It rained last night in Albany and I wondered how the occupiers would hold out. With a borrowed camera I arrived at Academy Park -- the city side of the space, opposite the unoccupied state-run Lafayette Park -- and took in a busy scene. If anything, the weather had energized the occupiers, as had the arrival of a couple of TV news crews who probably had the same thoughts I did. The park flanks Washington Avenue, which connects the main business strip of Central Avenue with the downhill downtown area, so traffic was still brisk and cars still honked their horns to support the occupiers waving signs just off the curb. A few people beat their drums and one played a guitar. I saw the "mic check" gimmick in action. A guy yelled, "Mic check!" and people gathered around him to repeat and thus amplify whatever he said regarding the informational sheets he was handing out. Two troopers showed up for an amicable encounter; I don't know what they told the occupiers, but one of the park people asked if they could bring back some coffee on their next visit. One discordant note was sounded by a passing heckler who yelled with emphatic redundancy that the occupiers were "Anti-semitic Nazis." How he'd made that deduction was a brief topic of confused chat. But the mood overall was upbeat. I suppose they felt that if Gov. Cuomo couldn't stop them, the rain didn't stand a chance.

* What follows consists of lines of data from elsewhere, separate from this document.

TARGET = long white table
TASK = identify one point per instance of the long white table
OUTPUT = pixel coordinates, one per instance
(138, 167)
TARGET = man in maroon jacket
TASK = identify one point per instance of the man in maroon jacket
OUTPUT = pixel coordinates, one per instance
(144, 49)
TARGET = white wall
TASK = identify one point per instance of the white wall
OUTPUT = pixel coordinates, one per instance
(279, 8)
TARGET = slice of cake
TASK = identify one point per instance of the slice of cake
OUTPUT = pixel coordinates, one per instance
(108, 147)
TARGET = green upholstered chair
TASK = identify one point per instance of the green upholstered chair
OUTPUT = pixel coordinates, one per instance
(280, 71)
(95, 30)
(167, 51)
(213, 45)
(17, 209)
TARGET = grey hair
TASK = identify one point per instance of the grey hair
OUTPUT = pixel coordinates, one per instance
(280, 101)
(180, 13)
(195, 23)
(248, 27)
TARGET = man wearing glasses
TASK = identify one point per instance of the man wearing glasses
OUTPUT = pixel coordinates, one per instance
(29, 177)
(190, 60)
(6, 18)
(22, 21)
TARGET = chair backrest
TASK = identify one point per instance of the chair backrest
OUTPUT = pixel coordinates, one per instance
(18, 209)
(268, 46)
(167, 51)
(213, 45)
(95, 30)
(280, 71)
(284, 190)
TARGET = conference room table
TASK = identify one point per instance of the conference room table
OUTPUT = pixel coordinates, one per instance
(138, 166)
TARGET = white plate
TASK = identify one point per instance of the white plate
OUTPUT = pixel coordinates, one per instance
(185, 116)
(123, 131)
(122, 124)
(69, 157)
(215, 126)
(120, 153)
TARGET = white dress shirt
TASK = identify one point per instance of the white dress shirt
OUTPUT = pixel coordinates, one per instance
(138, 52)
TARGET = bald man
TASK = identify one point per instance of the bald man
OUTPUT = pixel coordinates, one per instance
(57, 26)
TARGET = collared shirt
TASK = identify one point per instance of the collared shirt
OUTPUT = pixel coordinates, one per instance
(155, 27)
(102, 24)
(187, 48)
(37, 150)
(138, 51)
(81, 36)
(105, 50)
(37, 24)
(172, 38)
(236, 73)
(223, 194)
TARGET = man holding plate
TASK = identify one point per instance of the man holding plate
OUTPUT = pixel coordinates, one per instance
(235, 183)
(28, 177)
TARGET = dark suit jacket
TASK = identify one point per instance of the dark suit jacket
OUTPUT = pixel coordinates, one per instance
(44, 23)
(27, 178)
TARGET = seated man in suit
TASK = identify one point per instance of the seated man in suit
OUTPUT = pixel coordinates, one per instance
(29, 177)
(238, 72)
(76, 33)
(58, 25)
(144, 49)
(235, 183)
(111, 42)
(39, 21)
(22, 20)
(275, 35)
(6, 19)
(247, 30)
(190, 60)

It was somewhat less lively approximately eleven hours later when I stopped to take some morning pictures before going to work. It may have been a late night for a lot of them, and then again a good percentage of occupiers may be part-timers who show up in the evening after work or classes. A sort of soup kitchen was up and running giving out breakfast. I saw a group of kids playing in a tent and wondered why they weren't in school. Exploring the park more thoroughly in daylight, I found a "People's Library," which was a tent stocked with various books, magazines and pamphlets, as well as, for the moment, sleeping bags and blankets. Only a couple of people were working the curb, but the drive-bys were still honking hello. Across the street, someone had taped "1%" signs to the benches just outside the Capitol.
There was a schedule of events posted amid the signage and folk sculpture, and a big cardboard space for people to write "Why We Are Here." The reasons vary, but discontent rather than advocacy remains the prevailing tone. It's easier to agree that things are bad than to propose actual solutions, and so long as occupations welcome general discontent they may well keep growing. The occupiers see these events as occasions for people to hear each other out and recognize how many people agree about how bad things are. Where they go from here remains a mystery, but we can hope for the beginning of a new deliberation about society and politics, about what we want from and owe to each other, and what makes people a community. No one should dismiss them as hippies or losers or "Marxist socialists" and refuse to listen to them, nor should they refuse to listen to anyone who comes to them (albeit sober) with something relevant and critical to say. This may not be exactly what democracy looks like, but it could be democracy in the making.